In the in vivo mouse local lymph node assay (LLNA): BrdU-ELISA performed according to OECD 422B (GLP study), the test item showed no sensitisation potential, with stimulation indexes of 0.8, 1.0, and 0.7 at concentrations of 10%, 5%, and 2.5% (w/v) test item in DMSO, respectively. The vehicle (DMSO) was chosen based on a preliminary solubility study, and the highest dose tested was 10% (w/v) test item based on an irritation/toxicity screening test. The toxicity screening was performed in female CBA/J mice (2/dose) by applying the test item at doses of 2.5, 5, 10, 25, 50, and 100% (w/v) in DMSO. Signs of reduced activity and abdominal breathing were observed at 100% and 50% (w/v); and reduced activity at 25% (w/v) test item. Irritation was observed in these three groups as well. All animals administered 100% and 50% (w/v) test item were found dead on day 3, as well as one out of two animals administered 25% (w/v) test item, whereas no signs were observed up to 10% (w/v) test item. In the main assay, no mortality, systemic clinical signs or indications of irritancy in the application site were observed during the main study. No increase in ear thickness and in ear weight was noted. No treatment related effects on the mean body weight changes were observed either. The stimulation index values demonstrated that the test item is not sensitising; the irritating potential of the test item might have led to false positive results in vitro.

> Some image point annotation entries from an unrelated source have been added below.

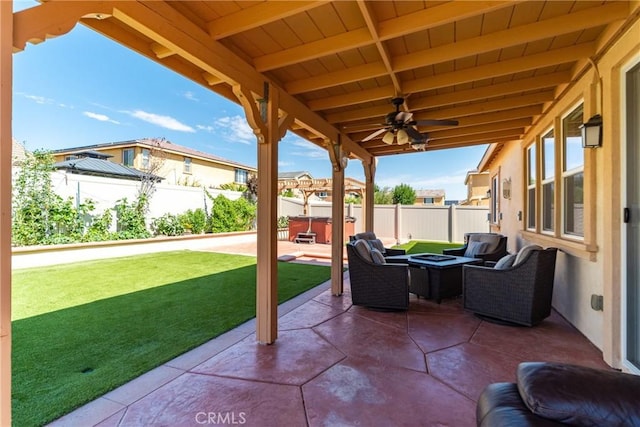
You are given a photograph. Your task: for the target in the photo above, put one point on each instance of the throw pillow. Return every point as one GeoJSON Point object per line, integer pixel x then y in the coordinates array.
{"type": "Point", "coordinates": [362, 247]}
{"type": "Point", "coordinates": [475, 248]}
{"type": "Point", "coordinates": [376, 244]}
{"type": "Point", "coordinates": [522, 253]}
{"type": "Point", "coordinates": [377, 257]}
{"type": "Point", "coordinates": [505, 262]}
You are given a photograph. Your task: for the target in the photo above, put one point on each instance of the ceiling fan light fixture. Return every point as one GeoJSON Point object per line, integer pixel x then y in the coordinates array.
{"type": "Point", "coordinates": [388, 138]}
{"type": "Point", "coordinates": [403, 137]}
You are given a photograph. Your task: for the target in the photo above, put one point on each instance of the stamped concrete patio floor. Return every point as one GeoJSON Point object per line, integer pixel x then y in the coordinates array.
{"type": "Point", "coordinates": [335, 364]}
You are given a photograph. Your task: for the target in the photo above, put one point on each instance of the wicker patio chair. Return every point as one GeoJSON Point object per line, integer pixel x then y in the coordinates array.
{"type": "Point", "coordinates": [370, 236]}
{"type": "Point", "coordinates": [520, 294]}
{"type": "Point", "coordinates": [492, 247]}
{"type": "Point", "coordinates": [376, 285]}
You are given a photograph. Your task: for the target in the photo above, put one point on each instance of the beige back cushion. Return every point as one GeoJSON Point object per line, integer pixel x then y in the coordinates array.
{"type": "Point", "coordinates": [362, 247]}
{"type": "Point", "coordinates": [522, 253]}
{"type": "Point", "coordinates": [492, 240]}
{"type": "Point", "coordinates": [377, 257]}
{"type": "Point", "coordinates": [367, 235]}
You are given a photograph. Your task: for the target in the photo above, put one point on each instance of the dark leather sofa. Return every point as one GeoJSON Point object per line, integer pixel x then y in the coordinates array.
{"type": "Point", "coordinates": [555, 394]}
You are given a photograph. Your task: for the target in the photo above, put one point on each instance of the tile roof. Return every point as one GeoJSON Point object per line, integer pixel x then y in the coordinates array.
{"type": "Point", "coordinates": [99, 167]}
{"type": "Point", "coordinates": [156, 143]}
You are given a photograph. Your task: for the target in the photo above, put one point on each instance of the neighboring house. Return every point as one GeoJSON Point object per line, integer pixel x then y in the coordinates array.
{"type": "Point", "coordinates": [18, 152]}
{"type": "Point", "coordinates": [297, 176]}
{"type": "Point", "coordinates": [477, 188]}
{"type": "Point", "coordinates": [95, 163]}
{"type": "Point", "coordinates": [175, 163]}
{"type": "Point", "coordinates": [430, 197]}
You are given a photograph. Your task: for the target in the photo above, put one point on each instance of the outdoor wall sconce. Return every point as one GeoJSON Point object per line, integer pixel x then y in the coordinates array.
{"type": "Point", "coordinates": [506, 188]}
{"type": "Point", "coordinates": [592, 132]}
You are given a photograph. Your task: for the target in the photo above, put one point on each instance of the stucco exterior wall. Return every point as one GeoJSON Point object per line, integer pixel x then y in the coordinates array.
{"type": "Point", "coordinates": [590, 266]}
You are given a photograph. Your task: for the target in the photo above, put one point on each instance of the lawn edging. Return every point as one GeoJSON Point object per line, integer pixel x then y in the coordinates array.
{"type": "Point", "coordinates": [44, 255]}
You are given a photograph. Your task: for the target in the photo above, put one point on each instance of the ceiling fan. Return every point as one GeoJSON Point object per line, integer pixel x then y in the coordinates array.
{"type": "Point", "coordinates": [399, 126]}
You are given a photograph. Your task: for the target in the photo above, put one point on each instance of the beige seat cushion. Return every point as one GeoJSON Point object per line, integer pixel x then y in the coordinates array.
{"type": "Point", "coordinates": [492, 240]}
{"type": "Point", "coordinates": [363, 249]}
{"type": "Point", "coordinates": [377, 257]}
{"type": "Point", "coordinates": [522, 253]}
{"type": "Point", "coordinates": [366, 235]}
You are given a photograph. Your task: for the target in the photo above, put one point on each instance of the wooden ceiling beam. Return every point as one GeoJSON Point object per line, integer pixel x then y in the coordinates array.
{"type": "Point", "coordinates": [50, 19]}
{"type": "Point", "coordinates": [520, 35]}
{"type": "Point", "coordinates": [503, 68]}
{"type": "Point", "coordinates": [484, 92]}
{"type": "Point", "coordinates": [482, 72]}
{"type": "Point", "coordinates": [488, 119]}
{"type": "Point", "coordinates": [482, 128]}
{"type": "Point", "coordinates": [368, 16]}
{"type": "Point", "coordinates": [376, 33]}
{"type": "Point", "coordinates": [347, 75]}
{"type": "Point", "coordinates": [256, 16]}
{"type": "Point", "coordinates": [166, 26]}
{"type": "Point", "coordinates": [537, 98]}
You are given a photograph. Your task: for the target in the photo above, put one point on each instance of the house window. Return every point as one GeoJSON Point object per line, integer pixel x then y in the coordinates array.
{"type": "Point", "coordinates": [531, 187]}
{"type": "Point", "coordinates": [495, 200]}
{"type": "Point", "coordinates": [127, 157]}
{"type": "Point", "coordinates": [241, 176]}
{"type": "Point", "coordinates": [573, 174]}
{"type": "Point", "coordinates": [145, 159]}
{"type": "Point", "coordinates": [548, 181]}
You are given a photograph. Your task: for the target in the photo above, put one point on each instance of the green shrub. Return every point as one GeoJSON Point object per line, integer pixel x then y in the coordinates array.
{"type": "Point", "coordinates": [167, 225]}
{"type": "Point", "coordinates": [231, 215]}
{"type": "Point", "coordinates": [194, 220]}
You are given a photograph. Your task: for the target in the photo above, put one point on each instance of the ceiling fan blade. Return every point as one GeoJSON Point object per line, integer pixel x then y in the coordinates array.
{"type": "Point", "coordinates": [374, 134]}
{"type": "Point", "coordinates": [436, 123]}
{"type": "Point", "coordinates": [414, 134]}
{"type": "Point", "coordinates": [404, 117]}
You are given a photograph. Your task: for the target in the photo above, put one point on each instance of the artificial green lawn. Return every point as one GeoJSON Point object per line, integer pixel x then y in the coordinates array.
{"type": "Point", "coordinates": [420, 247]}
{"type": "Point", "coordinates": [81, 330]}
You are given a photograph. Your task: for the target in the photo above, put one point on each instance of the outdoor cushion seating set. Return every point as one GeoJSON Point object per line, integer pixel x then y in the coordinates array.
{"type": "Point", "coordinates": [514, 289]}
{"type": "Point", "coordinates": [495, 285]}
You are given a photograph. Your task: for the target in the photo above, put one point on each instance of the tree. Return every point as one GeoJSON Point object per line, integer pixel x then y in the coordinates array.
{"type": "Point", "coordinates": [403, 194]}
{"type": "Point", "coordinates": [382, 196]}
{"type": "Point", "coordinates": [251, 192]}
{"type": "Point", "coordinates": [151, 166]}
{"type": "Point", "coordinates": [40, 216]}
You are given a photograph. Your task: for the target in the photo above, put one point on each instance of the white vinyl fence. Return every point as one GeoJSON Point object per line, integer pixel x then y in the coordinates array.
{"type": "Point", "coordinates": [401, 222]}
{"type": "Point", "coordinates": [105, 192]}
{"type": "Point", "coordinates": [405, 222]}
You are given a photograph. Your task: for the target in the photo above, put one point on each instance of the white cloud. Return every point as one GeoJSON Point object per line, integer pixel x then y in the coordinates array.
{"type": "Point", "coordinates": [190, 96]}
{"type": "Point", "coordinates": [37, 99]}
{"type": "Point", "coordinates": [99, 117]}
{"type": "Point", "coordinates": [205, 128]}
{"type": "Point", "coordinates": [307, 149]}
{"type": "Point", "coordinates": [162, 121]}
{"type": "Point", "coordinates": [235, 128]}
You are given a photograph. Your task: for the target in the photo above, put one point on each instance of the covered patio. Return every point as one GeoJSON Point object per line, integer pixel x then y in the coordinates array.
{"type": "Point", "coordinates": [337, 364]}
{"type": "Point", "coordinates": [506, 73]}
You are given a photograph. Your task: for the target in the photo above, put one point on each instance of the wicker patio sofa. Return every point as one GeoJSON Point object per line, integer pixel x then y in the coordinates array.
{"type": "Point", "coordinates": [487, 246]}
{"type": "Point", "coordinates": [374, 282]}
{"type": "Point", "coordinates": [370, 237]}
{"type": "Point", "coordinates": [519, 294]}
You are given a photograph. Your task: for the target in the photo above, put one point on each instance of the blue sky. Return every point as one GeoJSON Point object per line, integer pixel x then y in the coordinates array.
{"type": "Point", "coordinates": [82, 88]}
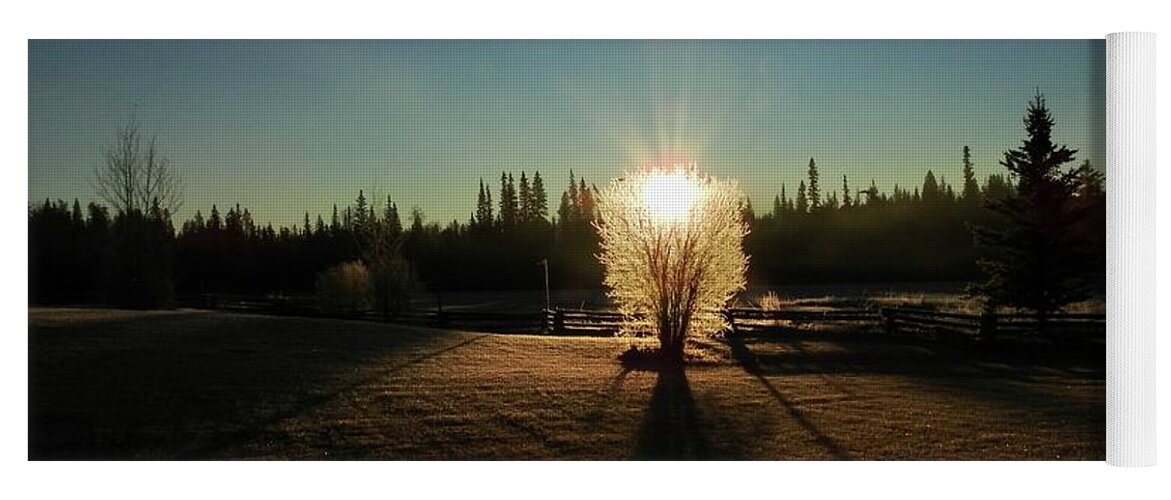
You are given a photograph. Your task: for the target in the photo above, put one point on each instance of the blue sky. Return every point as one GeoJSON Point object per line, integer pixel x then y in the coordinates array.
{"type": "Point", "coordinates": [288, 127]}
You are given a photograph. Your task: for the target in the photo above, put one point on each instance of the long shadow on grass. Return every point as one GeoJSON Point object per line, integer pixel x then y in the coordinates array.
{"type": "Point", "coordinates": [752, 365]}
{"type": "Point", "coordinates": [671, 430]}
{"type": "Point", "coordinates": [198, 387]}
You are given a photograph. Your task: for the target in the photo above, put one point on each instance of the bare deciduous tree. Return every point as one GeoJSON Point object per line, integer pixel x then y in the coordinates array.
{"type": "Point", "coordinates": [671, 247]}
{"type": "Point", "coordinates": [135, 175]}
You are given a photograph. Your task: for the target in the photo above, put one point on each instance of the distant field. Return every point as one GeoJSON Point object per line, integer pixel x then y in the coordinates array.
{"type": "Point", "coordinates": [942, 295]}
{"type": "Point", "coordinates": [211, 385]}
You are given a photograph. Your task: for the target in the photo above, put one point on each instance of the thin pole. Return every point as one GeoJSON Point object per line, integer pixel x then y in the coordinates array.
{"type": "Point", "coordinates": [548, 305]}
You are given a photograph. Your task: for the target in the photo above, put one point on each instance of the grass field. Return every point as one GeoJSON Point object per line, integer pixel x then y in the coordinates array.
{"type": "Point", "coordinates": [209, 385]}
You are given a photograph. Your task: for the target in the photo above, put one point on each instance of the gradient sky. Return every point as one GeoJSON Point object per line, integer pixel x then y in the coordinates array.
{"type": "Point", "coordinates": [288, 127]}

Regarding the screening test, it should be borne in mind that DMSO completely solubilized the test item, thus enhancing the absorption of test item on the dorsum of the ear, where the thickness is very low compared to dorso-lateral skin on the body. Therefore, the signs observed are not directly comparable to those observed in the acute dermal toxicity studies (where the test item was applied by moistening with 0.5 ml distilled water only).

Respiratory sensitisation

Endpoint conclusion
Endpoint conclusion:
no study available

Justification for classification or non-classification

Based on the available data (two positive results in vitro plus one clearly negative result in vivo), the substance is classified for skin sensitisation, according to CLP Regulation (EC) No. 1272/2008.